Many students incorrectly believe that being good at STEAM learning means being fast. In our classes, we dissociate success from speed.

When we value fast computation over other skills, we discourage deep thinking, risk taking and meaningful progress. Starfire teachers teach students to think deeply, connect methods, reason, and justify their methods. 

Winter Session Updates

We are thrilled to be touching base with our Starfire community at the mid-point of Winter Session 2019. We are excited to be collaborating on critical thinking skill development, deep learning, and fun with our Starfire students.  

Class News
The Starfire curriculum emphasizes exploration and hands-on-learning over memorization.  This generates useful context for students that is helpful in learning and retaining new skills.  

Here are som fun examples of activities and challenges happening in Starfire classrooms:

  • Luyi’s Art & Design class at La Entrada worked to turn 2D shapes into 3D forms.  The students created masks out of their newly formed 3D shapes.

  • Tejal’s Electrical Engineering class at Brewer Island learned the concept of insulators vs. conductors and how those concepts apply to real world engineering scenarios.

  • Jennifer’s Math class at Escondido completed a highly interactive workshop estimating the number of gems in a glass and the length of a string. Students were asked to explain/defend their reasoning and encouraged to risk conjectures.

Teacher Spotlight
We are proud of the enthusiastic, credentialed and dedicated teachers at Starfire.  We would love to share some information about one of the newest members of our team, Samina. Our Starfire Education instructor Samina started her career as a software engineer, working at places like Cisco and Oracle doing software development. More recently, she has focused on being a Technical Trainer and coding Instructor in a variety of settings. Samina is also community minded! She is involved in the training department of Women in Big Data.

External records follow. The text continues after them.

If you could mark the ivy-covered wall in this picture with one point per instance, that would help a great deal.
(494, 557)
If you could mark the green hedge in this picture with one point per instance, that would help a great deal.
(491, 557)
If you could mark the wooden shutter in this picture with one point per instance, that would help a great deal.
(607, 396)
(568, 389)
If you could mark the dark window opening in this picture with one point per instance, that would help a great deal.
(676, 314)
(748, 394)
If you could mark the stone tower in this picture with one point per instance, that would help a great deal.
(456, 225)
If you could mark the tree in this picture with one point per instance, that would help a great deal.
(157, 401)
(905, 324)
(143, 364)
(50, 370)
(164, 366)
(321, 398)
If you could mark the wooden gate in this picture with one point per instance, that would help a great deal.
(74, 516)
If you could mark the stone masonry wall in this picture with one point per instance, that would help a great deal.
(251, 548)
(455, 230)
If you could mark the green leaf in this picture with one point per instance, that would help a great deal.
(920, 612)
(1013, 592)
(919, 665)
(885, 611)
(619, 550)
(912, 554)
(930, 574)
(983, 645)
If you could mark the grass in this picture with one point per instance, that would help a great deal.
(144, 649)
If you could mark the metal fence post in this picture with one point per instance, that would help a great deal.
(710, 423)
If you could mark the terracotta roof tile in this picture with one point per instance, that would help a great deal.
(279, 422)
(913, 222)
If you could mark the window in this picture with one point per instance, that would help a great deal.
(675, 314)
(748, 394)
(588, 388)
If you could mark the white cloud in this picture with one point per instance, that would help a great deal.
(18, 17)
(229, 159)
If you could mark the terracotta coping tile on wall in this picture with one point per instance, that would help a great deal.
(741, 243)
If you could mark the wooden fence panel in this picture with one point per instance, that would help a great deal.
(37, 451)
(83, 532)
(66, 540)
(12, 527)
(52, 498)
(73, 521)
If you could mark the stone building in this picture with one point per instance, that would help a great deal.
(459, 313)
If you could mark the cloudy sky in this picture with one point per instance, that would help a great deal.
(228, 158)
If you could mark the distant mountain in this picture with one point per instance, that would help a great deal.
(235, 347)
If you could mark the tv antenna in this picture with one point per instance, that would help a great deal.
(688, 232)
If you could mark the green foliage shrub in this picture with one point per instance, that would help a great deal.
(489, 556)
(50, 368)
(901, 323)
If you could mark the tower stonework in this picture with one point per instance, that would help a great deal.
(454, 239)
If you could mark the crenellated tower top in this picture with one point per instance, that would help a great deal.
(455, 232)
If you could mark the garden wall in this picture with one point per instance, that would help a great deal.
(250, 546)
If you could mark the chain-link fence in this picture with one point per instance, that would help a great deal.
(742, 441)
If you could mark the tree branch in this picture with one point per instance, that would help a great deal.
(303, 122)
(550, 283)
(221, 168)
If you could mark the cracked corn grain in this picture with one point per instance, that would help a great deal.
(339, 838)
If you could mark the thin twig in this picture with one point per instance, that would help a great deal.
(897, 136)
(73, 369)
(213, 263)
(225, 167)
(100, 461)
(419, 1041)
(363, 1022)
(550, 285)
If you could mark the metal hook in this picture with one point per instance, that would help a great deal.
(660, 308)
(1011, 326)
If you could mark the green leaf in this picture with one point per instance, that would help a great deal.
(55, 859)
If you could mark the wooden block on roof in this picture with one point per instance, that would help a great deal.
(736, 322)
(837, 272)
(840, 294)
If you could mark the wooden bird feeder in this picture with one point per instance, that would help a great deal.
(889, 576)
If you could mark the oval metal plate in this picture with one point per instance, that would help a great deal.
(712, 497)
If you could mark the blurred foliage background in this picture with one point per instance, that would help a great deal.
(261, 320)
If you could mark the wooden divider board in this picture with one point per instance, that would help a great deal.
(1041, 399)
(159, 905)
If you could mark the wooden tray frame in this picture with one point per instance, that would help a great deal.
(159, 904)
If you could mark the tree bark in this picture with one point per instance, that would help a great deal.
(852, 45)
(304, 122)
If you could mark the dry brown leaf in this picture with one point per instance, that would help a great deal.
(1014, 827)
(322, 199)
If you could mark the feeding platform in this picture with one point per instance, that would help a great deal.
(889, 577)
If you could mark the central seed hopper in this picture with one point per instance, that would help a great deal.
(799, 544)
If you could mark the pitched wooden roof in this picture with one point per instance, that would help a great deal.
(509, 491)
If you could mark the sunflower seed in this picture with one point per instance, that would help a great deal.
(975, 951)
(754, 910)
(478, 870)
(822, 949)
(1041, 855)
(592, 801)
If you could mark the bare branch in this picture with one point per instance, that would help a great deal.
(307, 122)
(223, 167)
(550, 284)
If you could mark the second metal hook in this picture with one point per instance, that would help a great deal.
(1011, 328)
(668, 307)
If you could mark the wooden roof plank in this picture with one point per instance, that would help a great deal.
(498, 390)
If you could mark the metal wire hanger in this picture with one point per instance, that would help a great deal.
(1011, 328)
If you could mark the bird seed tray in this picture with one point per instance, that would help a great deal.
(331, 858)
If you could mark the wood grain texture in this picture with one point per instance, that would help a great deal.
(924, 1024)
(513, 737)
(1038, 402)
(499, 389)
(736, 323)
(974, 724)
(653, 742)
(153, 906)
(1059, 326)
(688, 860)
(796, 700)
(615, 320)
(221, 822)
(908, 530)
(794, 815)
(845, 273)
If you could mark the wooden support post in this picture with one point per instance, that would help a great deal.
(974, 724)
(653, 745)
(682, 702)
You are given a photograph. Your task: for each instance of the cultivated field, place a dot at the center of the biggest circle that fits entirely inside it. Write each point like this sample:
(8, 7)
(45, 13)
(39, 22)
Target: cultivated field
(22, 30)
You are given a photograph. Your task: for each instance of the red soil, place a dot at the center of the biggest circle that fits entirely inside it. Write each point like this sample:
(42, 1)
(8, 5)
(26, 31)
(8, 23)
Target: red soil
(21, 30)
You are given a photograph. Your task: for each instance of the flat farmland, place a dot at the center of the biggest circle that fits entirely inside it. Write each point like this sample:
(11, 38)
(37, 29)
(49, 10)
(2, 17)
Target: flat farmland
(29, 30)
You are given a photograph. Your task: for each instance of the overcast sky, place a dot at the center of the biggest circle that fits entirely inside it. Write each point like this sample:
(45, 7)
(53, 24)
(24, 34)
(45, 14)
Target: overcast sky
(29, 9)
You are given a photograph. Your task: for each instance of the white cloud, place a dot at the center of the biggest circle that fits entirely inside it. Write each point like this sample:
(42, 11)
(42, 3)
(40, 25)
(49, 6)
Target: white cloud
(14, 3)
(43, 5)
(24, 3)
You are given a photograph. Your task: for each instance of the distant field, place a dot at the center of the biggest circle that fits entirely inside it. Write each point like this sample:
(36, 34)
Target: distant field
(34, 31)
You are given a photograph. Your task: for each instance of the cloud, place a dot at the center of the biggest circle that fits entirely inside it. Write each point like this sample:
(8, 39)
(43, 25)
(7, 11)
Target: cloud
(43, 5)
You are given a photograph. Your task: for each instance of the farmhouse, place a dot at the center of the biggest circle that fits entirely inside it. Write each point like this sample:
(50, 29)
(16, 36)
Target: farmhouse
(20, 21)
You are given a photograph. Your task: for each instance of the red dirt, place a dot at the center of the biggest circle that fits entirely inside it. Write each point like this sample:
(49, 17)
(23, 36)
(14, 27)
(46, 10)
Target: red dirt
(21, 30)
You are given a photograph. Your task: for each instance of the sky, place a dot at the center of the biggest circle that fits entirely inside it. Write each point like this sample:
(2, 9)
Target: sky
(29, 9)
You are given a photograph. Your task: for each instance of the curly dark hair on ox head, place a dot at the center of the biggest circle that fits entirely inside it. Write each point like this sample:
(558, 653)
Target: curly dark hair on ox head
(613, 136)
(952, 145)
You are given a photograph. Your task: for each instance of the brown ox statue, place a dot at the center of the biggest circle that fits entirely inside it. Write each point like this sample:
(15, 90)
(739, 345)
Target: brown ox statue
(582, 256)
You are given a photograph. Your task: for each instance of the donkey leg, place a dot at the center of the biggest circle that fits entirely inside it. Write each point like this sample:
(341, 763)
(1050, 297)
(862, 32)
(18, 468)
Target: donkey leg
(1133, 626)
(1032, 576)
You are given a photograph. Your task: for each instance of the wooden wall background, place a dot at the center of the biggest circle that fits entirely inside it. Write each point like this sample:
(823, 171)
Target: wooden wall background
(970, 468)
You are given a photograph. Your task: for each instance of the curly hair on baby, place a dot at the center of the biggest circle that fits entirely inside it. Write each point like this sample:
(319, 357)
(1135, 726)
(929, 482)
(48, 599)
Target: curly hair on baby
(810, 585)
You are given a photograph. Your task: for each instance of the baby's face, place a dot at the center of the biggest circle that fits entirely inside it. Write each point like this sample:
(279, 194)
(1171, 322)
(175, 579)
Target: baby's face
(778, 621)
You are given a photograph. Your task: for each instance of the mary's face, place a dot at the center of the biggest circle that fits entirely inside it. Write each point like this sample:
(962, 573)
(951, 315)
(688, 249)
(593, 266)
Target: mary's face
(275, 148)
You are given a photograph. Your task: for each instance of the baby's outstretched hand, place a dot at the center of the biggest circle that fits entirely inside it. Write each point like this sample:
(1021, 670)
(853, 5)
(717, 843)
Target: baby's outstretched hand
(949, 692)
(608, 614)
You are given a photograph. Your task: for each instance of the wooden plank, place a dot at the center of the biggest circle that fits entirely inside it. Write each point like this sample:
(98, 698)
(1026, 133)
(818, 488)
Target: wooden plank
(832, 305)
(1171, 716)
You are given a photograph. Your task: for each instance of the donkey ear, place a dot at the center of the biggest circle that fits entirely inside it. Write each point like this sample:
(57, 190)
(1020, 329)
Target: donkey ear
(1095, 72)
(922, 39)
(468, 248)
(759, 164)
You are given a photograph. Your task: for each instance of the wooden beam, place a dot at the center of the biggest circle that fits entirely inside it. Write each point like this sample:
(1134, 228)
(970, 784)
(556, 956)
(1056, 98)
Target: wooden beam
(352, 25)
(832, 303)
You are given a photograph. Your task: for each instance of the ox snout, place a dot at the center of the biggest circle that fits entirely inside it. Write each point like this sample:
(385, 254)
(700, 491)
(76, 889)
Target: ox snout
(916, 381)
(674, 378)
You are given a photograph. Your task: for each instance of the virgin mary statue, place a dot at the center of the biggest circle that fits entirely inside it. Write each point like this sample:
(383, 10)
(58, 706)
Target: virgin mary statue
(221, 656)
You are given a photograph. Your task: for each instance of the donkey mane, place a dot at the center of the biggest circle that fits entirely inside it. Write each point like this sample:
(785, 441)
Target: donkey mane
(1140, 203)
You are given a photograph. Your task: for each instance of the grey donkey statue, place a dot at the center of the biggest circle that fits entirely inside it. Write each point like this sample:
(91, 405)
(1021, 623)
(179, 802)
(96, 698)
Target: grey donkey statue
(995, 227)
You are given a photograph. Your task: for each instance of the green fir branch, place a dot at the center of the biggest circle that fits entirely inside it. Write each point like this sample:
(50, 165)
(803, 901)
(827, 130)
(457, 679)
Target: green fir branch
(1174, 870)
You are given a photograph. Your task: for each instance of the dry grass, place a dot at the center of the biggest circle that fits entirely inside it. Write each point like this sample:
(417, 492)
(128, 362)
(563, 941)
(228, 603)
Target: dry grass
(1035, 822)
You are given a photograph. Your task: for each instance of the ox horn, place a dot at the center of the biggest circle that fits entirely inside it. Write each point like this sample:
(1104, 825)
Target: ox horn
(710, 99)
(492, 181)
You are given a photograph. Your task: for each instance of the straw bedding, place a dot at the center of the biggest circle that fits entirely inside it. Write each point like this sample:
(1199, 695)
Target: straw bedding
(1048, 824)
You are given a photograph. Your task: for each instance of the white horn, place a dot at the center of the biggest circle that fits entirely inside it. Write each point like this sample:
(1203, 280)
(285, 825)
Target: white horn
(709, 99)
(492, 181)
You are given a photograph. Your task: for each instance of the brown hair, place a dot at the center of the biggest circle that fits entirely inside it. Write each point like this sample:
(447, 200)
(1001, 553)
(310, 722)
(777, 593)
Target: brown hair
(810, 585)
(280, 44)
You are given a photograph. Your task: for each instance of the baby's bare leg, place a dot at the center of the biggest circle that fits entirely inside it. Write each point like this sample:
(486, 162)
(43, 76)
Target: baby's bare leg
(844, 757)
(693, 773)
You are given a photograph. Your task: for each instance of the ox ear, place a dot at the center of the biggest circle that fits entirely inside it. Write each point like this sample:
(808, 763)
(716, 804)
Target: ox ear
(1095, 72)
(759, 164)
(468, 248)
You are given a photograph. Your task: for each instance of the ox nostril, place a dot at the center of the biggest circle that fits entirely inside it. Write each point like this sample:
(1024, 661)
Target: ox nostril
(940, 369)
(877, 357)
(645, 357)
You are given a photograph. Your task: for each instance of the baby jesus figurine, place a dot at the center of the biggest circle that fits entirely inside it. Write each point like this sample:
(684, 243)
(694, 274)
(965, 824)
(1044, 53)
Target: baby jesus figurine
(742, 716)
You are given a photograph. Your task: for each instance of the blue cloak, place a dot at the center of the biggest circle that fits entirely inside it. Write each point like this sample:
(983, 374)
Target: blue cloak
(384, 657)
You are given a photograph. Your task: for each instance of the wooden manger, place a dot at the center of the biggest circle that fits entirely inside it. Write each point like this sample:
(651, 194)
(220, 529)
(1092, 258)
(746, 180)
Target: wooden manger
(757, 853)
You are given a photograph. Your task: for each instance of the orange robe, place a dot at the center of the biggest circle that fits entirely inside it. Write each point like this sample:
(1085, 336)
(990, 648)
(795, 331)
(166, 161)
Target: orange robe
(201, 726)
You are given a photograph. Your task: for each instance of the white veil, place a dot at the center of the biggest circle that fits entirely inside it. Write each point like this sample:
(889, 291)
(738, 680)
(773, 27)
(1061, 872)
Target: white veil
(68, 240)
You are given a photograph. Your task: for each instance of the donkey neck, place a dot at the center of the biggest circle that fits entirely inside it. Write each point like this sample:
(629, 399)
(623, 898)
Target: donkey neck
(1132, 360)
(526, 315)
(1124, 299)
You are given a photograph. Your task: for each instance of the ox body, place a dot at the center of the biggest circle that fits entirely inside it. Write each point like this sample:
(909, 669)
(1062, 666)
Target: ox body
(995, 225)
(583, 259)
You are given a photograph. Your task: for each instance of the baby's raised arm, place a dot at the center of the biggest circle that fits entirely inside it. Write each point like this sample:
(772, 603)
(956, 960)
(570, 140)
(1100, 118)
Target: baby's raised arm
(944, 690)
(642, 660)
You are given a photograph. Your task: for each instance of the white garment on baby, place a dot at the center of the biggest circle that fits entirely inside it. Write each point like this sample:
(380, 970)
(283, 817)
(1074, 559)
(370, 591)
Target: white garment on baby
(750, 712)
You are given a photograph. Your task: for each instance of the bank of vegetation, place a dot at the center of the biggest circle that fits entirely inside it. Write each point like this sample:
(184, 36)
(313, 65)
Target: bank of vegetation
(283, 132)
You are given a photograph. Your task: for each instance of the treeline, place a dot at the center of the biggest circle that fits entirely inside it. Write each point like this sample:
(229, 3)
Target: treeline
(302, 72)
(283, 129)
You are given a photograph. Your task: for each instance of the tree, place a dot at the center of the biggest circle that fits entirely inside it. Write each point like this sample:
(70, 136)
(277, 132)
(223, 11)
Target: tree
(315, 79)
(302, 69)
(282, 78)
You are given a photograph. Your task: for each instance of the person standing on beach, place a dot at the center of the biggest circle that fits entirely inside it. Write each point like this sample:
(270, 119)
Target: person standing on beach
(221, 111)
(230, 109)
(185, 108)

She is also a mom to two teenage boys who share her love of reading, computers and museums. She has enjoyed mentoring her boys and wants to share that enjoyment with Starfire Education students.

Starfire Learning Tools
Design Thinking is one of the pedagogical tools our students use to solve problems.  The goal of a designer is to listen, observe, understand, sympathize, empathize, synthesize and glean insights. Design thinking is a strategy for solving problems through creativity, and innovation. Starfire teachers help students apply the skills used by designers to solve problems posed in their classrooms, whether they are posed in math, coding or engineering classes.  Design thinking as a problem solving method was developed at Stanford, and is a growing feature of STEM education. We love the research coming out of REDLab at Stanford University Graduate School of Education and its focus on the use of Design Thinking in K-12 Education.